Erdoğan’ın Şanghay Beşlisi’yle ilgili açıklaması için “saçmalık” ifadesini kullanan Erozan, Rusya Cumhurbaşkanı Vladimir Putin’in de NATO’yla eş zamanlı Türkiye’nin Şanghay Beşlisi’ne üye olamayacağı gerçeği itibariyle Erdoğan’ın açıklamasını ciddiye almadığını düşündüğünü söyledi.
Cumhurbaşkanı Erdoğan’ın “NATO içindeki çatlak ses” olarak görülmeye başlandığını kaydeden Erozan, “Türk kamuoyunda da Şanghay aşkı veyahut BRICS’in yüksek menfaatlerimize olacak katkısı konusunda en ufak bir hissiyat, algı veya bilgi olduğunu da düşünmüyorum” dedi.
Bağcıoğlu: “NATO Bildirgesinde Montrö’nün titizlikle uygulanması hatırlatıldı”
CHP Genel Başkan Yardımcısı Yankı Bağcıoğlu ise, “Karadeniz ve Montrö Sözleşmesi ile ilgili olarak da ‘Karadeniz bölgesinde güvenlik, emniyet, istikrar ve seyrüsefer serbestisini korumayı amaçlayan müttefik bölgesel çabalara, uygun olduğu hallerde 1936 Montrö Sözleşmesi yoluyla da olmak üzere, devam eden desteğimizi bir kez daha teyit ederiz’ ifadesi yer aldı. Bu ifade; Montrö Sözleşmesi uygulamalarına titizlikle ve tavizsiz devam etmemiz gerekliliğini hatırlatıyor” tespitini paylaştı.
Emekli Tümamiral Bağcıoğlu, zirve sonuçlarıyla ilgili yazılı değerlendirmesinde, NATO’nun Afrika’ya ilgisini arttırdığını ve bunun Türkiye’yle işbirliğini gerekli kılabileceği görüşünü aktardı.
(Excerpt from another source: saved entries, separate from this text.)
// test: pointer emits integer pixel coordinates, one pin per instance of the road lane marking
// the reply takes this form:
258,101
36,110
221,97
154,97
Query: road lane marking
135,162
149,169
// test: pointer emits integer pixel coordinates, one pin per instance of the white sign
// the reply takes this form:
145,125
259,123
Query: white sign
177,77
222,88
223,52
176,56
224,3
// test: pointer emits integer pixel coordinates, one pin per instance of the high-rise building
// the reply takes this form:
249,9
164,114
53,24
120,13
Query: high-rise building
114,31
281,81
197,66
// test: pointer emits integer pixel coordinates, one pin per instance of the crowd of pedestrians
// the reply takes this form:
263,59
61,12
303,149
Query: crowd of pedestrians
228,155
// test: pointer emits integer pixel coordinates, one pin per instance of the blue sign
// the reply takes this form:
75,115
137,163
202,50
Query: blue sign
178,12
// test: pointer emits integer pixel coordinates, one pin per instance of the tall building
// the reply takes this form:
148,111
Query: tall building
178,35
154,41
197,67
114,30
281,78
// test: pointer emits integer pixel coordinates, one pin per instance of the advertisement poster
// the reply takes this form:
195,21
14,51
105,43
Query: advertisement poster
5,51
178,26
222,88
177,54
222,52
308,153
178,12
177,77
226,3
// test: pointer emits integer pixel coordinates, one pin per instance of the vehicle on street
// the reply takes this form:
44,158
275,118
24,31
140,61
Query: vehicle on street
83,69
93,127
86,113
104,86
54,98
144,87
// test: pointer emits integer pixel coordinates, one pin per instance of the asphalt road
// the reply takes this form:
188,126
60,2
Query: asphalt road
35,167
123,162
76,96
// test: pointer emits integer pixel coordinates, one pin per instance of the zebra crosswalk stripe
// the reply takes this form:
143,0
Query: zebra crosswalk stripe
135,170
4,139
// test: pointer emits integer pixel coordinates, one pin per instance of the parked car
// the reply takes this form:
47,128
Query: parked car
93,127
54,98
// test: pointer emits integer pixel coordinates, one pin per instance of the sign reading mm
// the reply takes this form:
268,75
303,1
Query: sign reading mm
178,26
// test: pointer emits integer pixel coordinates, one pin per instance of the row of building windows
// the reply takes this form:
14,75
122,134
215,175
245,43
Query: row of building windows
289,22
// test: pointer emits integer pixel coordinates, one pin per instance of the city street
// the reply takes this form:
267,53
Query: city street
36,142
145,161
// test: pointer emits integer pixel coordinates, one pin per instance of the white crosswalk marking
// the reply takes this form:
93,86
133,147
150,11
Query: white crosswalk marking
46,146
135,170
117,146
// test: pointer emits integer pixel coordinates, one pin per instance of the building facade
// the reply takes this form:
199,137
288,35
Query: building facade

“NATO üyeleri içinde halen terörle mücadele zorunluluğu olan tek ülke Türkiye” diyen Bağcıoğlu, NATO’nun terörle mücadelede eylem planını kabul etmesini olumlu bulduğunu ancak özellikle ABD’yle yaşanan Suriye’nin kuzeyinde YPG varlığıyla ilgili anlaşmazlık açısından da NATO’nun YPG’yle ilgili karar vermesi gerektiğini ifade etti.